If you plot SP you get values of 1.2566. I'm expecting to get pi/2 or 1.5708. 80% of the expected value. What is causing these errors?
If your input signal is not perfectly periodic in the FFT aperture length (an exact integer number of full periods), the sinusoids will be discontinuous across the ends of the FFT aperture. Thus you will get a phase that is the average of the two different phases at both ends of the FFT input vector.
If you want a more sensible phase, reference the phase of your sinusoids to the center of the FFT input vector, and do an fft shift before the FFT. This will result in a continuous sinusoid at the zero phase reference position, with a single phase instead of a weird average value.
Also note that matlab may reference the phase to the second point in a sampled sinusoid, e.g. vectorElement[i=1], not the first, vectorElement[i=0]. This will have a phase of pi/10 for a sinusoid of period = 20 samples.
The issue you have is exactly what hotpaw2 has stated.
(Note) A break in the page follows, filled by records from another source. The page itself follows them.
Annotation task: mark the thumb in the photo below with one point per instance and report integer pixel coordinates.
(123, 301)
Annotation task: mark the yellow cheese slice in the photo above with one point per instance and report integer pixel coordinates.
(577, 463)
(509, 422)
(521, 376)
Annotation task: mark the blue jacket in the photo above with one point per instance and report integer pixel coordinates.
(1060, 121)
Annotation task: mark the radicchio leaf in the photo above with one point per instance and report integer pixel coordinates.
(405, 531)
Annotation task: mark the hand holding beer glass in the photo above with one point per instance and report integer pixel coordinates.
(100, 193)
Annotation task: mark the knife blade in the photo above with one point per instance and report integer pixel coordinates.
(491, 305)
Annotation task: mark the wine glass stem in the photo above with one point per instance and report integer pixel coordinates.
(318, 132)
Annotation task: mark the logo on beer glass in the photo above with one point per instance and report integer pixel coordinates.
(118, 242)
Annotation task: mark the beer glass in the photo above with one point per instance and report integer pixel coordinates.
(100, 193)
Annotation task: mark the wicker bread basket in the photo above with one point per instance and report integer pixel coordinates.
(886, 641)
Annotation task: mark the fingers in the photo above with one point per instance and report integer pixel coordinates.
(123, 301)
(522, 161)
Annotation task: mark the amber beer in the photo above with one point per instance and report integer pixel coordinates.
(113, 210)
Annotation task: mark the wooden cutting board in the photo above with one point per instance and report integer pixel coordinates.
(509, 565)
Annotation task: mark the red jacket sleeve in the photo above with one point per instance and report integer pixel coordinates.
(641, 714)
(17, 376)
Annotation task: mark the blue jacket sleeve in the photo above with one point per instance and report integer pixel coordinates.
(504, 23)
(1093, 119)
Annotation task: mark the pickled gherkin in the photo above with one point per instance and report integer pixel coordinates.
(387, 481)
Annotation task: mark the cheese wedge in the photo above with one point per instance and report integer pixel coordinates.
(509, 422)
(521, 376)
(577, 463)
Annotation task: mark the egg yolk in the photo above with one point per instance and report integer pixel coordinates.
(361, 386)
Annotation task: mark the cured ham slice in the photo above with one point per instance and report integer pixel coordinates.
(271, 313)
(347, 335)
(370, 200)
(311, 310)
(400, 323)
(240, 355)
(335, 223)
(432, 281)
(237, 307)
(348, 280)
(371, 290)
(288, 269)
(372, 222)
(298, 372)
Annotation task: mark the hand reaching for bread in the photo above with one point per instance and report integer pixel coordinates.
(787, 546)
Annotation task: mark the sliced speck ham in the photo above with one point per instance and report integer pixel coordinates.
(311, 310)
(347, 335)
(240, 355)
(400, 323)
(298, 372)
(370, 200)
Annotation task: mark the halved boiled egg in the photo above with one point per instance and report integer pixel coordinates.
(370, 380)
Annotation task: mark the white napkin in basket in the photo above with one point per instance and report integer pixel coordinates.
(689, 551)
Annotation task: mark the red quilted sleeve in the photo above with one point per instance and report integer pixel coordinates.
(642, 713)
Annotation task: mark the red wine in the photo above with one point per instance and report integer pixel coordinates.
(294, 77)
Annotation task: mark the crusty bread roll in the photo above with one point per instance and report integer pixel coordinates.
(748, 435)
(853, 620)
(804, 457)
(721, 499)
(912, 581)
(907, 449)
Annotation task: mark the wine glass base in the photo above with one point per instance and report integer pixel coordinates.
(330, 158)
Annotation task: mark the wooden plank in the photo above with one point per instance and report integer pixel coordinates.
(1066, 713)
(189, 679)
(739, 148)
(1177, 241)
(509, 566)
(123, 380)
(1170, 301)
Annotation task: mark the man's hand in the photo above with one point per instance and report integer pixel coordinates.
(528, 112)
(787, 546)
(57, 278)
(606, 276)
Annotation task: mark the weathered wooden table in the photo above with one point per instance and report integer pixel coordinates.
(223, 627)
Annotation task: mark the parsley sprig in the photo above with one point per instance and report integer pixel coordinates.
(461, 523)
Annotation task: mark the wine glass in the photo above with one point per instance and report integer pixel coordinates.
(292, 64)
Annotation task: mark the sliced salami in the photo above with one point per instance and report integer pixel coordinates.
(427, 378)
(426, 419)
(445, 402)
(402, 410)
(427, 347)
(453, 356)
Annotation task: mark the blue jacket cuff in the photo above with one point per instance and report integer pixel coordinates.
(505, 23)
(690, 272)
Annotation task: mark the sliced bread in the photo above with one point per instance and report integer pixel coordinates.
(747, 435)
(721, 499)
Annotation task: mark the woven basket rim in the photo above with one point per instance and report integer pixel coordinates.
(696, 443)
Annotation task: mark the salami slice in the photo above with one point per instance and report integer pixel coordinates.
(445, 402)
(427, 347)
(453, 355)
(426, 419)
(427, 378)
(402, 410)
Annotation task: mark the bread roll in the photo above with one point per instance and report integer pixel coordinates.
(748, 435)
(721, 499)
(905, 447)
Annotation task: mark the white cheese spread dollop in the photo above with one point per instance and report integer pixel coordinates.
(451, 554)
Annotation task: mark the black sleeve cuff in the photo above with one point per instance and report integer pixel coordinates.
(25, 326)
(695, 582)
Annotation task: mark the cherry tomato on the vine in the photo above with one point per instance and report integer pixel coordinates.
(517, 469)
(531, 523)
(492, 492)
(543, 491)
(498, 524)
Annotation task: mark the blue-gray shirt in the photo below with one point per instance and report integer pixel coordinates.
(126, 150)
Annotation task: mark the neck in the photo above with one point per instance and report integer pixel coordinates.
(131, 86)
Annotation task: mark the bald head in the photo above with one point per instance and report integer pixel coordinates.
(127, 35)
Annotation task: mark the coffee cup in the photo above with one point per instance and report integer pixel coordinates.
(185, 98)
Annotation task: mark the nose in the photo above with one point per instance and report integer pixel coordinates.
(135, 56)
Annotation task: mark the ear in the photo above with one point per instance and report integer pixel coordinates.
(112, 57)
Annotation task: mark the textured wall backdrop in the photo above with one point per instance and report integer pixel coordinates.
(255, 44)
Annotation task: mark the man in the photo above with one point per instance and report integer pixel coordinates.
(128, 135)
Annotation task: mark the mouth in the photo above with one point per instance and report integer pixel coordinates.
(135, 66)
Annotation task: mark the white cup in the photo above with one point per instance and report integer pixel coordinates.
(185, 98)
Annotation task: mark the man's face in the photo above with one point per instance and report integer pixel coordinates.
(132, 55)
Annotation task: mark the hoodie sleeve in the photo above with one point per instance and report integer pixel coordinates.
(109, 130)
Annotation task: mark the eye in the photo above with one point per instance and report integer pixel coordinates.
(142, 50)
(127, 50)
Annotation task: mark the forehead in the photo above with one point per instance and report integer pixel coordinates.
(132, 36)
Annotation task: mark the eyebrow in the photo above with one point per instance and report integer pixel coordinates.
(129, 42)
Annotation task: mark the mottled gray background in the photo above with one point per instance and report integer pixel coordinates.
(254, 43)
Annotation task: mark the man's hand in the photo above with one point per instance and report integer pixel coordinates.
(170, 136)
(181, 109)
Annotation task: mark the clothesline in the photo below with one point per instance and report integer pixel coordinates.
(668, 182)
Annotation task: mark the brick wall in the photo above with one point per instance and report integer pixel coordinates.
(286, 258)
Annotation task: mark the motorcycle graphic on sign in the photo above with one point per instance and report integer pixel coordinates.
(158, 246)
You have 100001 samples in t, so you do not have a perfectly periodic signal, therefore you have leakage. That means that you've got a sin()/sin() function from your implicit rectangular window convolved with your solution. That's what changes your phase.
If instead you try the following:
t = 0:1 / 10000:9.9999;
c = cos(2 * pi * 1000 .* t);
%1khz sin
s = sin(2 * pi * 1000 .* t);
%ffts
C = fft(c)/length(c);
S = fft(s)/length(s);
you would find that the phase of the cosine is zero (which is what you would expect) and that the phase of sine is pi/2.
Performing a linear shift in the time domain (using fftshift) will merely introduce a linear phase term in the frequency domain, and will not resolve the original problem.
In practice, rather than trying to set the length of the sequence precisely to match the period of the signal, windowing should be applied if the signal is to be examined in the frequency domain. In that case you really should make sure that your signals are appropriately aligned so that the window attenuates the end points, thus smoothing out the discontinuity. This has the effect of broadening the main lobe of the FFT, but it also controls the leakage.